The wounded, the crippled and the dead are, in this great charade, swiftly carted off stage. They are war's refuse. We do not see them. We do not hear them. They are doomed, like wandering spirits, to float around the edges of our consciousness, ignored, even reviled. The message they tell is too painful for us to hear. We prefer to celebrate ourselves and our nation by imbibing the myth of glory, honor, patriotism and heroism, words that in combat become empty and meaningless. And those whom fate has decreed must face war's effects often turn and flee.
Saul Alfaro, who lost his legs in the war in El Salvador, speaks in Grinker's book about the first and final visit from his girlfriend as he lay in an army hospital bed.
"She had been my girlfriend in the military and we had planned to be married," he says. "But when she saw me in the hospital--I don't know exactly what happened, but later they told me when she saw me she began to cry. Afterwards, she ran away and never came back."

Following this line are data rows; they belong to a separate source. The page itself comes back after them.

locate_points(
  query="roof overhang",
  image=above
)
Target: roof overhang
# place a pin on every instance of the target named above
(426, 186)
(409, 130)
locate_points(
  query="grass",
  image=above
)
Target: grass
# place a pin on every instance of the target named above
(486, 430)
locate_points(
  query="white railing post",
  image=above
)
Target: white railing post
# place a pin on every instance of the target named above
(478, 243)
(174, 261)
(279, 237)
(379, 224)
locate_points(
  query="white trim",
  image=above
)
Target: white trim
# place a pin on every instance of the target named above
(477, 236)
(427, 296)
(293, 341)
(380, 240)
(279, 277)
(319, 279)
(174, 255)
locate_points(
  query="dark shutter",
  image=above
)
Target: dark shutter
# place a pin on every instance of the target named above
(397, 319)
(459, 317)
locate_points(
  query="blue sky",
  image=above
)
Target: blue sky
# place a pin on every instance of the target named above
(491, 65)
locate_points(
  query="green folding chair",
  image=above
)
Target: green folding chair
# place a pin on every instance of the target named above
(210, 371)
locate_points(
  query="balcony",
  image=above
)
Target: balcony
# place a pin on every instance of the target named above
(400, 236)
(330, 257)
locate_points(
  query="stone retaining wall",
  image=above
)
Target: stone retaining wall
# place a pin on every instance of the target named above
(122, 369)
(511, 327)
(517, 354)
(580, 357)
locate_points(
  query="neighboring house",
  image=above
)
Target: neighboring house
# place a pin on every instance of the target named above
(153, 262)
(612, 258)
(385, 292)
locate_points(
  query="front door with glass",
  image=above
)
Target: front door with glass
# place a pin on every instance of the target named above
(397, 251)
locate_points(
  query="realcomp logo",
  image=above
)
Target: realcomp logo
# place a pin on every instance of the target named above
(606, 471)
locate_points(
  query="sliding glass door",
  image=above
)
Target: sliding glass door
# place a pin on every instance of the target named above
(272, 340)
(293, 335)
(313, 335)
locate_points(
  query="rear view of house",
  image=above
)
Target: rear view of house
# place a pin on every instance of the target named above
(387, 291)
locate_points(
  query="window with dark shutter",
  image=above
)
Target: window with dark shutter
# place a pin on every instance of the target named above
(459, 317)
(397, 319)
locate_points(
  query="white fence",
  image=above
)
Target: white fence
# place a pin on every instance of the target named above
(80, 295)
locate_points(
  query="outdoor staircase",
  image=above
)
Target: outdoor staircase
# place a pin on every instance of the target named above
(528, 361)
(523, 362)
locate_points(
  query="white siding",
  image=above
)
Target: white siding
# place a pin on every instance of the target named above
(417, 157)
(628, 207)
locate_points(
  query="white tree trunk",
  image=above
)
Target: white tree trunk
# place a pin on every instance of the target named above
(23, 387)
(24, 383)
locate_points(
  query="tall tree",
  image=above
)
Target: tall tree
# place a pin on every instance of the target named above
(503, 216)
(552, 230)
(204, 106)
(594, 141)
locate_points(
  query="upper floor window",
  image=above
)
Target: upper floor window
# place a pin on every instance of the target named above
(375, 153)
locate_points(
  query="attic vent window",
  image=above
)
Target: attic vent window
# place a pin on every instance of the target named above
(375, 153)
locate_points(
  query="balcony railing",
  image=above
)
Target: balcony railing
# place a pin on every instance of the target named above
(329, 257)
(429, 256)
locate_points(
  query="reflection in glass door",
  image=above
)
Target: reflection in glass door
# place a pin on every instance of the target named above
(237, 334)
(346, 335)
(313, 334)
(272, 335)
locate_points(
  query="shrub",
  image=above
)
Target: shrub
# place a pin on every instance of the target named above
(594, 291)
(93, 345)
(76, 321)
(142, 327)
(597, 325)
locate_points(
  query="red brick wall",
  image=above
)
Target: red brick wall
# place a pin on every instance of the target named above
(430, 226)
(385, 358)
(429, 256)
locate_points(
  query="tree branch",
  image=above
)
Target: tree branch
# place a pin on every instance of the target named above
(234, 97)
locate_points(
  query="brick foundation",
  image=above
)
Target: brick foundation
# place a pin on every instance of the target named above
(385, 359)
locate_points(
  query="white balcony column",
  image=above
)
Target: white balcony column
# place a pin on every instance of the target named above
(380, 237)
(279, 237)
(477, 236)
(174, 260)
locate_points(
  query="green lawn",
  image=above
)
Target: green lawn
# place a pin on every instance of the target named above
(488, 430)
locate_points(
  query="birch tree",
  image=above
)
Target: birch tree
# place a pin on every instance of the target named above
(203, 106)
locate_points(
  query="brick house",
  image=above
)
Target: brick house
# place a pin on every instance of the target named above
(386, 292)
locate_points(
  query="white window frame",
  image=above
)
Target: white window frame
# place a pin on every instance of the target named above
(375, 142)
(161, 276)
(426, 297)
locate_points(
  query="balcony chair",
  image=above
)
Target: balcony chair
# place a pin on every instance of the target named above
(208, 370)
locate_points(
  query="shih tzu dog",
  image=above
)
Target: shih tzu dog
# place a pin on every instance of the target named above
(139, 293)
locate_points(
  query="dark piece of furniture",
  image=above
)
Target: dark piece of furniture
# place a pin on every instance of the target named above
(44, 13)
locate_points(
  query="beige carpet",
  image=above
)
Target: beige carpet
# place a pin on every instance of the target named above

The public manifestations of gratitude are reserved for veterans who
dutifully read from the script handed to them by the state. The veterans trotted
out for viewing are those who are compliant and palatable, those we can stand to
look at without horror, those who are willing to go along with the lie that war
is about patriotism and is the highest good. "Thank you for your service," we
are supposed to say. They are used to perpetuate the myth. We are used to honor
Gary Zuspann, who lives in a special enclosed environment in his parent's home in Waco, Texas, suffering from Gulf War syndrome, speaks in Grinker's book of feeling like "a prisoner of war" even after the war had ended.
"Basically they put me on the curb and said, okay, fend for yourself," he says in the book. "I was living in a fantasy world where I thought our government cared about us and they take care of their own. I believed it was in my contract, that if you're maimed or wounded during your service in war, you should be taken care of. Now I'm angry."
I went back to Sarajevo after covering the 1990s war for The New York Times and found hundreds of cripples trapped in rooms in apartment blocks with no elevators and no wheelchairs. Most were young men, many without limbs, being cared for by their elderly parents, the glorious war heroes left to rot.
Despair and suicide grip survivors. More Vietnam veterans committed suicide after the war than were killed during it. The inhuman qualities drilled into soldiers and Marines in wartime defeat them in peacetime. This is what Homer taught us in "The Iliad," the great book on war, and "The Odyssey," the great book on the long journey to recovery by professional killers. Many never readjust. They cannot connect again with wives, children, parents or friends, retreating into personal hells of self-destructive anguish and rage.